GlaKG: A Biomarker-Centric Fundus Knowledge Graph for Explainable Glaucoma Diagnosis and Risk Assessment

2026-07-06Computer Vision and Pattern Recognition

Computer Vision and Pattern RecognitionMachine Learning
AI summary

The authors created GlaKG, a tool to help diagnose glaucoma by combining eye images with known medical rules and biomarkers. Instead of just giving a diagnosis, GlaKG explains the reasoning behind it by showing which biomarkers and rules it used. They tested it on a public eye image dataset and got very high accuracy, but they note the dataset's biomarkers are closely linked to labels, so results represent an ideal case rather than purely image-based performance. Their work focuses on making glaucoma diagnosis more transparent and understandable for doctors.

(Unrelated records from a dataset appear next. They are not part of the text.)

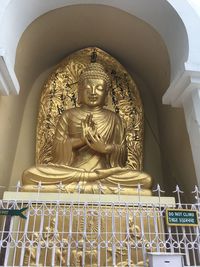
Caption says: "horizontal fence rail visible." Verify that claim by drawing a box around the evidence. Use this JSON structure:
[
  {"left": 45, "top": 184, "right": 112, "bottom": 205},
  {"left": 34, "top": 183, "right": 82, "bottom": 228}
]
[{"left": 0, "top": 185, "right": 200, "bottom": 267}]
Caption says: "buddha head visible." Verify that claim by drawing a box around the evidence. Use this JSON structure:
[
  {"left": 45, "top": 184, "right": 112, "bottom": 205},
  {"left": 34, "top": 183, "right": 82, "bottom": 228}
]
[{"left": 78, "top": 63, "right": 110, "bottom": 107}]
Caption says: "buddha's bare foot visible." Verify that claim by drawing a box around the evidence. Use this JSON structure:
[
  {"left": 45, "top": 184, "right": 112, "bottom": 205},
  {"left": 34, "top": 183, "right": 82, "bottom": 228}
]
[{"left": 95, "top": 167, "right": 125, "bottom": 179}]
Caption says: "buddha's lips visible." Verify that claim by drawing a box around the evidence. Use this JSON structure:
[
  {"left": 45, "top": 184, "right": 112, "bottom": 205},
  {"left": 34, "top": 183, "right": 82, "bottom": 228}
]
[{"left": 89, "top": 96, "right": 98, "bottom": 102}]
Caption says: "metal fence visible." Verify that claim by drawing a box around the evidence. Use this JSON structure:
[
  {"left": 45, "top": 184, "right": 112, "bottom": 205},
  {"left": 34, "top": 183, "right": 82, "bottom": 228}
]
[{"left": 0, "top": 185, "right": 200, "bottom": 267}]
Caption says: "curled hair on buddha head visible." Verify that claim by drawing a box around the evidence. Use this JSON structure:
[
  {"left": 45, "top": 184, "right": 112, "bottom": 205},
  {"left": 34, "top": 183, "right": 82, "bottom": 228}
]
[{"left": 78, "top": 62, "right": 110, "bottom": 91}]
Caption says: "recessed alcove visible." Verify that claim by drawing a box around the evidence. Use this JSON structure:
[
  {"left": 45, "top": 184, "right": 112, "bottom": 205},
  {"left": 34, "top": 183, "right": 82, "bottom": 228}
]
[{"left": 0, "top": 5, "right": 196, "bottom": 201}]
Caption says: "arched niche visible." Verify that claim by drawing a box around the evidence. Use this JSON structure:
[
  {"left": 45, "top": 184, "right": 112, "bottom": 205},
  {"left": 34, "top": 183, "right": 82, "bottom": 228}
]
[{"left": 2, "top": 1, "right": 195, "bottom": 203}]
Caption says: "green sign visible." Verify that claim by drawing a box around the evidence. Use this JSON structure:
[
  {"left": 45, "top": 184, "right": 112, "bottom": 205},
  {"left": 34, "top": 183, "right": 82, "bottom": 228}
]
[
  {"left": 0, "top": 207, "right": 28, "bottom": 219},
  {"left": 166, "top": 209, "right": 198, "bottom": 226}
]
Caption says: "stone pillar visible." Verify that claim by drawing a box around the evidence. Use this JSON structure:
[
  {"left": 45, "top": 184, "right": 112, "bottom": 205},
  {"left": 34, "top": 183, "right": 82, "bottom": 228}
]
[
  {"left": 183, "top": 89, "right": 200, "bottom": 185},
  {"left": 163, "top": 70, "right": 200, "bottom": 186}
]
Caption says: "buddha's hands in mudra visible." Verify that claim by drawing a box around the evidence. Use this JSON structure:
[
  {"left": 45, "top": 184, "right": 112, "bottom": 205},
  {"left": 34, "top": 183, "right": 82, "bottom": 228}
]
[{"left": 82, "top": 114, "right": 113, "bottom": 154}]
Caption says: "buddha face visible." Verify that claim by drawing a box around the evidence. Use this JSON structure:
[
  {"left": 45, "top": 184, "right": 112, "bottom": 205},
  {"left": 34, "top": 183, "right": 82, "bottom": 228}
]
[{"left": 79, "top": 78, "right": 107, "bottom": 107}]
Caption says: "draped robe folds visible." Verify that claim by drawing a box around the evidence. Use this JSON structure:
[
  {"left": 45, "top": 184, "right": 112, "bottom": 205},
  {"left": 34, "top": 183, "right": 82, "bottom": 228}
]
[{"left": 22, "top": 107, "right": 151, "bottom": 194}]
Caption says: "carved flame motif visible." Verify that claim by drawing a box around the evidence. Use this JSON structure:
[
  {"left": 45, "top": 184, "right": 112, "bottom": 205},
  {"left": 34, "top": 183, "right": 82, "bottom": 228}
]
[{"left": 36, "top": 47, "right": 143, "bottom": 171}]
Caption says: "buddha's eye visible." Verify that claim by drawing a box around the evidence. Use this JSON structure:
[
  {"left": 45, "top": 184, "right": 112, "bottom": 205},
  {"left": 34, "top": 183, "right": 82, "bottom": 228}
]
[{"left": 97, "top": 85, "right": 103, "bottom": 91}]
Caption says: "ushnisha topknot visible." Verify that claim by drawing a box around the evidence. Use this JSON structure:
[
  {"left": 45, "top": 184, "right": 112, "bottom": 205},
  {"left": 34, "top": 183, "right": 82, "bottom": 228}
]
[{"left": 79, "top": 63, "right": 110, "bottom": 90}]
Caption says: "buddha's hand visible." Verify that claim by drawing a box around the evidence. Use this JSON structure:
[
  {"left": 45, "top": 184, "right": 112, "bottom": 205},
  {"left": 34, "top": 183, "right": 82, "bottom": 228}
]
[{"left": 82, "top": 115, "right": 113, "bottom": 154}]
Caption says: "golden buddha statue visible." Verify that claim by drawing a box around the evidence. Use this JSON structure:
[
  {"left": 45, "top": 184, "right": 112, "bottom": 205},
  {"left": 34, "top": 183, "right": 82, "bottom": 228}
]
[{"left": 22, "top": 63, "right": 152, "bottom": 195}]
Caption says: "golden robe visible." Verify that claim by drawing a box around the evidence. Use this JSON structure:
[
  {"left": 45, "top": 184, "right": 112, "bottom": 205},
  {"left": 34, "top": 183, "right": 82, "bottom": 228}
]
[{"left": 22, "top": 107, "right": 151, "bottom": 195}]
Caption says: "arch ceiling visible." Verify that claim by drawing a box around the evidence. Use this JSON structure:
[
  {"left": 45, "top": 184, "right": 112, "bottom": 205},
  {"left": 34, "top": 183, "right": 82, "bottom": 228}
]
[{"left": 0, "top": 0, "right": 192, "bottom": 96}]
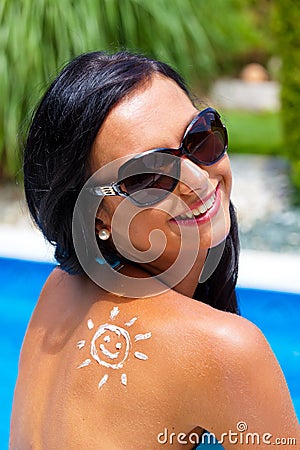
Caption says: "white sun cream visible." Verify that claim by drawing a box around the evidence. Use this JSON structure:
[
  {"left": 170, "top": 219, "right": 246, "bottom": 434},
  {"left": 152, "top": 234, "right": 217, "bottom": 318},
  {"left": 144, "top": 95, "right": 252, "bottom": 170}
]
[
  {"left": 76, "top": 339, "right": 85, "bottom": 348},
  {"left": 134, "top": 331, "right": 152, "bottom": 342},
  {"left": 76, "top": 306, "right": 152, "bottom": 389},
  {"left": 88, "top": 319, "right": 94, "bottom": 330},
  {"left": 110, "top": 306, "right": 120, "bottom": 320},
  {"left": 77, "top": 358, "right": 92, "bottom": 369},
  {"left": 125, "top": 317, "right": 137, "bottom": 327},
  {"left": 121, "top": 373, "right": 127, "bottom": 386},
  {"left": 134, "top": 352, "right": 148, "bottom": 361},
  {"left": 98, "top": 373, "right": 108, "bottom": 389},
  {"left": 100, "top": 344, "right": 120, "bottom": 359}
]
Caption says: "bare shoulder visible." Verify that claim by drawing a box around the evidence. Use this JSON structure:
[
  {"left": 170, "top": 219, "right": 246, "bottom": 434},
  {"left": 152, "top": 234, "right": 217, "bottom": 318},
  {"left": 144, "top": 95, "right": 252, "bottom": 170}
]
[{"left": 156, "top": 292, "right": 298, "bottom": 442}]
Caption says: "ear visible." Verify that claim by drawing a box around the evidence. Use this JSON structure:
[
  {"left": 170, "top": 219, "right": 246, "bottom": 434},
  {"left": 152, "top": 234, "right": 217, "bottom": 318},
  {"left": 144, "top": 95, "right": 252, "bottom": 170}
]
[{"left": 95, "top": 205, "right": 111, "bottom": 234}]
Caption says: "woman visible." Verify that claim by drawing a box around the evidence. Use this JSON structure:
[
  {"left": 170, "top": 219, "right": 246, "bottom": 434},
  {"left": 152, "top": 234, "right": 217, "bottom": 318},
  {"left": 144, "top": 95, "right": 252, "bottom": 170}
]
[{"left": 10, "top": 52, "right": 297, "bottom": 450}]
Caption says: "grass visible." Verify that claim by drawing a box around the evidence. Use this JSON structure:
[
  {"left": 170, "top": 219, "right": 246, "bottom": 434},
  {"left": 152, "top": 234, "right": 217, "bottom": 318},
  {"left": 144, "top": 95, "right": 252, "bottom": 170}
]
[{"left": 222, "top": 111, "right": 285, "bottom": 156}]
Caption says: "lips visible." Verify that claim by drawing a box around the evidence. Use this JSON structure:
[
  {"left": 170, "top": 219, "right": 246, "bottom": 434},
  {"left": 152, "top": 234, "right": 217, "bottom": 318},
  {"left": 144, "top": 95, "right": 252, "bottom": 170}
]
[{"left": 171, "top": 185, "right": 221, "bottom": 225}]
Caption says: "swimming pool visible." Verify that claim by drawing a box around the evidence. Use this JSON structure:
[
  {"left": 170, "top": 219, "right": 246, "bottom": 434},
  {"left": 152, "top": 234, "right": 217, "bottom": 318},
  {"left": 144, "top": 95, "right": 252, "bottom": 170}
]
[{"left": 0, "top": 258, "right": 300, "bottom": 449}]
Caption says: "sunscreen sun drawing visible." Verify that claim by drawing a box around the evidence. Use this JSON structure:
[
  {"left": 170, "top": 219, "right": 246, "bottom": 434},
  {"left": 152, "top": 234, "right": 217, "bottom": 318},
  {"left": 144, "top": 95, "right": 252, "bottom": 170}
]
[{"left": 76, "top": 306, "right": 152, "bottom": 389}]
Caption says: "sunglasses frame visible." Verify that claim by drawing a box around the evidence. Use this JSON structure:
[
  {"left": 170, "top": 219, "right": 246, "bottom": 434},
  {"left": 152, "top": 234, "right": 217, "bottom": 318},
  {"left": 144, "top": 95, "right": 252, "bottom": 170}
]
[{"left": 90, "top": 107, "right": 228, "bottom": 207}]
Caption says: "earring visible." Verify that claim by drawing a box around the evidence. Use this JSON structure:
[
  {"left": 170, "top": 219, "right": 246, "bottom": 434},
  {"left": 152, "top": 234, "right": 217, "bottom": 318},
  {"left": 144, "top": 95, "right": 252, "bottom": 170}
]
[{"left": 98, "top": 228, "right": 110, "bottom": 241}]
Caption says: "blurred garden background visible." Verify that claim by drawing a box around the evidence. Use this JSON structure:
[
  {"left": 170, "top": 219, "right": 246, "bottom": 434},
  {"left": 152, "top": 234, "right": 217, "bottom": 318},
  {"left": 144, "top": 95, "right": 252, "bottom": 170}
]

GlaucomaFundus ImageBiomarkersKnowledge GraphResNet50Risk StratificationClinical InterpretabilityImage EmbeddingsFeature ImportancePost-processing Fusion
Authors
Cheng Huang, Jia Zhang, Yi Jiang, Yang Liu, Karanjit Kooner, Yadi Liu, Tsengdar Lee, Yang Xie, Wenqi Shi, Guanghua Xiao
Abstract
Glaucoma is a leading cause of irreversible blindness worldwide, yet most automated diagnosis systems rely on opaque deep-learning models that offer little clinical interpretability. We present GlaKG, a biomarker-centric fundus knowledge graph that integrates structural biomarkers, clinically grounded rules, and image features to produce traceable reasoning for glaucoma diagnosis and risk stratification. GlaKG encodes six entity types (Fundus Image, Optic Disc, Neural Rim, Pathology, Diagnosis, Risk Level), eight relation types, and 11 clinically validated rules into a unified graph, so that every prediction is accompanied by an explicit reasoning chain linking biomarker evidence to activated clinical rules. To keep knowledge-based reasoning strictly separate from label information, we adopt a post-processing fusion framework that combines ResNet50 image embeddings with a normalized KG reasoning-chain score via a tunable weight alpha, with all fitting confined to the training split. On a publicly available, AI-annotated fundus dataset, GlaKG reaches F1 = 0.9953 for binary glaucoma classification and 0.930 accuracy with 0.922 weighted F1 for four-class risk stratification; we report openly that the dataset's biomarker annotations are highly label-correlated, and therefore frame these figures as an upper bound attainable with clean structured biomarkers rather than as leakage-free image-only performance. Feature-importance analysis shows KG-derived and biomarker features contributing near-equally (51.1% vs. 48.9%), and the reasoning chain flags borderline cases by exposing low chain scores rather than failing silently. GlaKG's central contribution is therefore a clinically auditable reasoning framework that complements raw predictive performance by explicitly exposing the biomarker evidence and rule activations behind each decision.